Analysis suggests that core CPI is expected to remain below 2% in the coming months due to the persistent effects of government fuel subsidies. The gasoline price control measures introduced by the government this month are estimated by analysts to potentially suppress core CPI by as much as 0.5 percentage points.

Bank of Japan Governor Kazuo Ueda has previously stated that the central bank would be prepared to continue raising interest rates if it becomes more confident that underlying inflation will stabilize near the 2% target. Last week, he also indicated that the bank plans to announce a new price indicator by this summer. This new metric would exclude the impact of one-off policy factors like fuel subsidies to provide a more accurate measure of underlying inflation trends—a move some analysts interpret as laying the groundwork for further rate hikes.

Government policies and energy shocks are exerting opposing influences on the inflation trend. Government intervention is a significant factor behind the cooling inflation. Campaign promises included a two-year suspension of an 8% food tax, and the government has implemented various measures, including fuel subsidies, to alleviate cost-of-living pressures for residents. While these actions have helped lower the inflation figures, they also make it challenging for the Bank of Japan to accurately assess the underlying inflation level.

The Bank of Japan had previously projected that the year-on-year increase in consumer prices could fall below 2% in the first half of this year due to these policies. The bank's forecasts for core CPI and core-core CPI for fiscal year 2026 are 1.9% and 2.2%, respectively.

Conversely, energy price shocks stemming from Middle East conflicts create opposing pressure. The Middle East conflict is described as a "disturbing surprise," with soaring commodity prices potentially triggering supply shocks and pushing inflation higher. For a major energy and food importer like Japan, this is unfavorable news. It was noted that if the conflict ends relatively quickly, the economic impact might be limited, but a prolonged conflict would have more severe consequences.

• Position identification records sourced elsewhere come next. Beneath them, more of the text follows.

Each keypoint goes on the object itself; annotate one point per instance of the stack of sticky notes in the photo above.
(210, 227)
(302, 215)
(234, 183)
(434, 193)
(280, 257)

Sluggish economic growth further constrains the Bank of Japan's policy options. Data shows the Japanese economy grew a mere 0.1% year-on-year in the fourth quarter of last year, a significant slowdown from the 0.6% growth in the third quarter, narrowly avoiding a technical recession.

The Bank of Japan ended its decade-long ultra-loose monetary policy in 2024 and has raised interest rates multiple times, including a hike last December, citing steady progress toward sustainably achieving the 2% inflation target. However, the persistent decline in recent inflation data has made markets more cautious about predicting the timing of the central bank's next rate hike.

Ongoing government price interventions continue to distort inflation data, presenting greater challenges for the central bank in gauging the underlying inflation trend. Governor Ueda's initiative to introduce a new price indicator is seen by some analysts as an attempt to find clearer justification for rate hikes amidst significant policy-related noise.